Maintaining an open dialogue with them is critical. They not only influence the outcome of a shareholder vote, they are also a source for Wall Street opinion. Customers are another audience that should be addressed on announcement day in order to prevent uncertainty that can turn into an opportunity for competitors. The important thing is that no audience is caught by surprise. It is also important to be aware of the considerable difference between the media environment in the UK and the US. In the UK there are many nationally read newspapers, while in the US, there are a relatively small number.
With only a handful of top-tier domestic newspapers, the competition for daily coverage is significant. Among broadcasters, CNBC remains by far the most influential business broadcast outlet. Regional and trade media play a more influential role in shaping coverage of US business stories. Media strategies must incorporate outreach to local correspondents in the US, keeping in mind that these journalists will look at a transaction primarily from a local-impact perspective. Other audiences to prepare for include regulators, politicians and union officials.

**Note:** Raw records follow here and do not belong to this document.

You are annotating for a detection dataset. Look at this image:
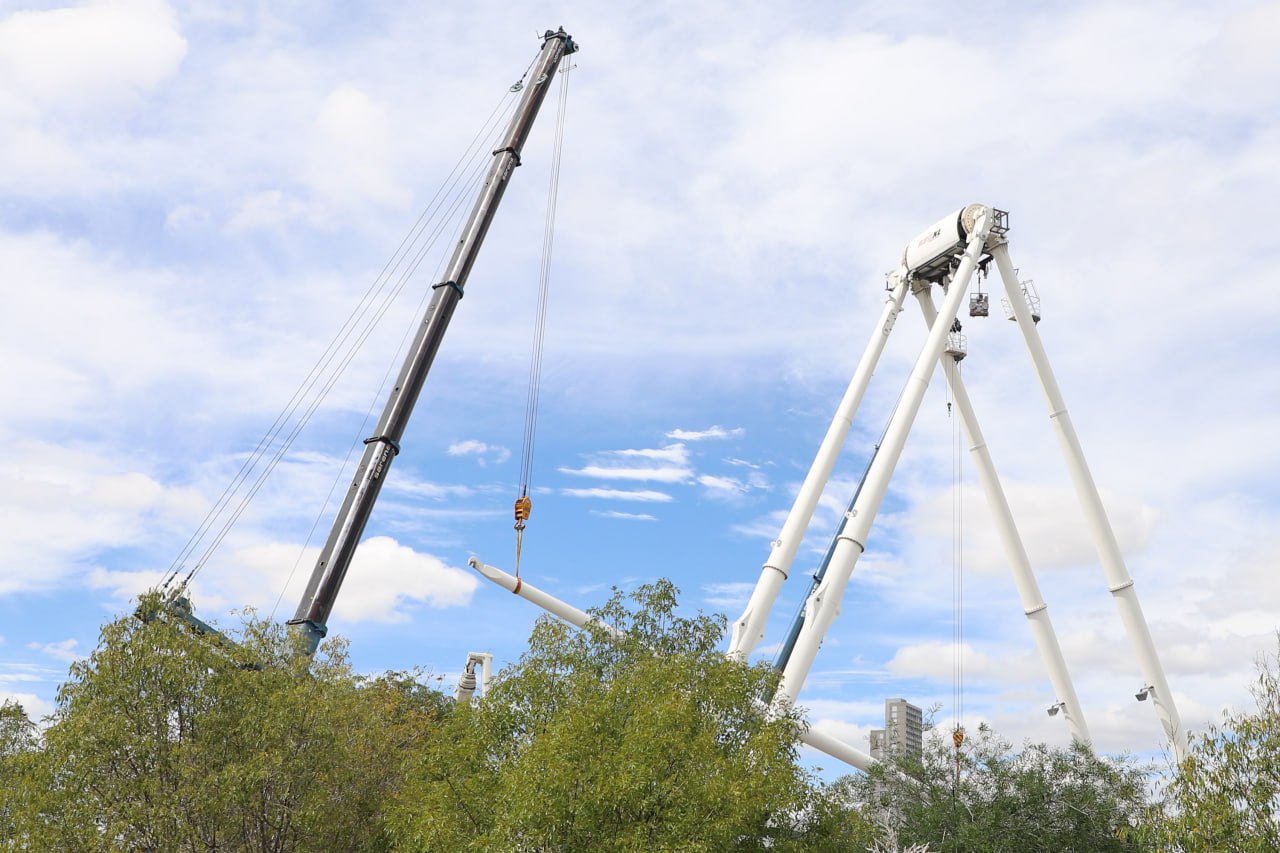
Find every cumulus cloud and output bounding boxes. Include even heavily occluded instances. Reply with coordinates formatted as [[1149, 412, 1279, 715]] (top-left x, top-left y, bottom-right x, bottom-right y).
[[561, 488, 672, 503], [591, 510, 658, 521], [667, 427, 746, 442], [0, 0, 187, 110], [306, 83, 407, 205], [448, 438, 511, 466]]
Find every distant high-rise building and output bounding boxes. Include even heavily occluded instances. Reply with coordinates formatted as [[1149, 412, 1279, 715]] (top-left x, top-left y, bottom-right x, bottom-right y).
[[870, 699, 924, 760]]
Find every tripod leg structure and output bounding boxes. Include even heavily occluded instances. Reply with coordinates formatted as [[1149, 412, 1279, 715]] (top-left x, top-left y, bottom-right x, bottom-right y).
[[728, 278, 906, 660], [988, 242, 1187, 762], [774, 207, 993, 704]]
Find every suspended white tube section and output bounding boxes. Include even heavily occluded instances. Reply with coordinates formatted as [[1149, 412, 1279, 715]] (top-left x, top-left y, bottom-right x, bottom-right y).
[[915, 289, 1091, 744], [800, 729, 877, 770], [467, 557, 622, 637], [728, 277, 906, 660], [991, 242, 1187, 762], [774, 205, 995, 704]]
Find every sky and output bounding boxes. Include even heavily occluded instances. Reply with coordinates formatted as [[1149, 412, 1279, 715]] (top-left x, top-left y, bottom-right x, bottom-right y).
[[0, 0, 1280, 766]]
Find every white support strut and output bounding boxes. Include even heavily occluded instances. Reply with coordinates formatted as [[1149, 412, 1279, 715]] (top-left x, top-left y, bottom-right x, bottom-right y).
[[915, 289, 1091, 744], [728, 277, 906, 660], [774, 205, 995, 704], [991, 242, 1187, 762], [800, 727, 879, 771]]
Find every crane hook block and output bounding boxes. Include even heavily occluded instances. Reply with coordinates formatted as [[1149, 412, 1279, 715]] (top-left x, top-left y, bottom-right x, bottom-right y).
[[516, 494, 534, 530]]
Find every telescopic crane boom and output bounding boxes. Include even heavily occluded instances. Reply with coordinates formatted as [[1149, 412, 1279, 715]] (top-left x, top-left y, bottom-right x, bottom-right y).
[[289, 27, 577, 654]]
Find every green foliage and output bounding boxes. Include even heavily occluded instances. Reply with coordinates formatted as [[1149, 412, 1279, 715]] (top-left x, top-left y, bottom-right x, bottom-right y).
[[840, 725, 1146, 853], [10, 591, 439, 850], [0, 701, 40, 843], [1155, 635, 1280, 853], [393, 581, 810, 850]]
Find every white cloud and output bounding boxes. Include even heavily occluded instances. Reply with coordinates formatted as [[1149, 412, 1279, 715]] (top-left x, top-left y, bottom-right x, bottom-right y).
[[448, 438, 511, 466], [306, 83, 407, 206], [0, 0, 187, 111], [561, 488, 672, 503], [559, 443, 692, 483], [558, 465, 690, 483], [222, 537, 480, 622], [667, 427, 746, 442]]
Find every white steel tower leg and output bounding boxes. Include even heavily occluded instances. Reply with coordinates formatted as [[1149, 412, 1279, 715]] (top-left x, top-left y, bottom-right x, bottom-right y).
[[991, 243, 1187, 762], [728, 277, 906, 660], [774, 207, 993, 704], [915, 289, 1089, 744]]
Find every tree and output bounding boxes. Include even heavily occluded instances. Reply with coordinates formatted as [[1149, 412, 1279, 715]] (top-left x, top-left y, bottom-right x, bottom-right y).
[[1157, 635, 1280, 852], [392, 581, 829, 850], [0, 699, 40, 843], [840, 725, 1146, 853], [13, 591, 440, 850]]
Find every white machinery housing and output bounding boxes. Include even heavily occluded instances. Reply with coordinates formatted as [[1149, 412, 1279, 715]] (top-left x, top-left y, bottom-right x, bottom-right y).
[[471, 204, 1187, 768]]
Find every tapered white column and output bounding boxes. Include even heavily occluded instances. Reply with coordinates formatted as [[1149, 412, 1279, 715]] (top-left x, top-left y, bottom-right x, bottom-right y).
[[728, 275, 906, 660], [774, 207, 993, 703], [991, 243, 1187, 762], [916, 285, 1091, 744], [467, 557, 622, 637]]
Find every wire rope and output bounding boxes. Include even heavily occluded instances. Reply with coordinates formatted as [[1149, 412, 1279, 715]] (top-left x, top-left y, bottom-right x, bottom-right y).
[[515, 56, 573, 578], [179, 147, 501, 589], [160, 69, 529, 594]]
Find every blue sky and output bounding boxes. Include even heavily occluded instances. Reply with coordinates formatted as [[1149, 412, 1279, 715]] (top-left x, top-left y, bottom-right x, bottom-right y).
[[0, 0, 1280, 768]]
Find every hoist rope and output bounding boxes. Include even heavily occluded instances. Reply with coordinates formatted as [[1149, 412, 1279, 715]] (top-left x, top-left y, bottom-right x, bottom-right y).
[[161, 72, 527, 596], [943, 356, 964, 761], [515, 61, 573, 580]]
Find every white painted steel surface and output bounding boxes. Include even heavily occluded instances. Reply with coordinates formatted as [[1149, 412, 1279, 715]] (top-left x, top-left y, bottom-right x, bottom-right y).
[[991, 243, 1187, 762], [774, 207, 995, 704], [916, 289, 1091, 743], [467, 557, 622, 637], [728, 278, 906, 660]]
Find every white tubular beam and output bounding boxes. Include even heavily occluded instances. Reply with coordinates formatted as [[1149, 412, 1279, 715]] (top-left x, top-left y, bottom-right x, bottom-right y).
[[991, 243, 1187, 762], [774, 207, 993, 704], [800, 729, 876, 771], [467, 557, 622, 637], [728, 277, 906, 660], [915, 285, 1091, 744]]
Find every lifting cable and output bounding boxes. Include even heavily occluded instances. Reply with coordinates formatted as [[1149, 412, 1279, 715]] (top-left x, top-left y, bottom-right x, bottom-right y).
[[515, 61, 573, 578], [943, 355, 965, 768], [160, 56, 540, 594]]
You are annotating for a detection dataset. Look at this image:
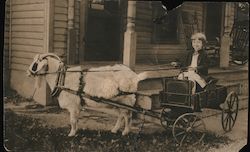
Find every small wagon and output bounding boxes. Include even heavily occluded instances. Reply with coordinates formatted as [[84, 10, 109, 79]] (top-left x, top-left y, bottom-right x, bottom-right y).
[[160, 78, 239, 144], [88, 78, 239, 145]]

They can all play a significant role in determining the outcome of a cross-border transaction in the US. Transactions often provide a platform for local, state and federal authorities to further their own political agendas. You should prepare an effective approach to these audiences and listen to their concerns. These are just some of the key issues to consider prior to announcing a cross-border transaction. With proper preparation and consideration of all key stakeholders, a cross-border acquisition can lead to growth and strong performance. A well-conceived communications strategy is a vital element of the process.
Steven Lipin is Senior Partner in the US at Brunswick Group LLC. Previously, he was a reporter and editor overseeing M&A at “The Wall Street Journal”.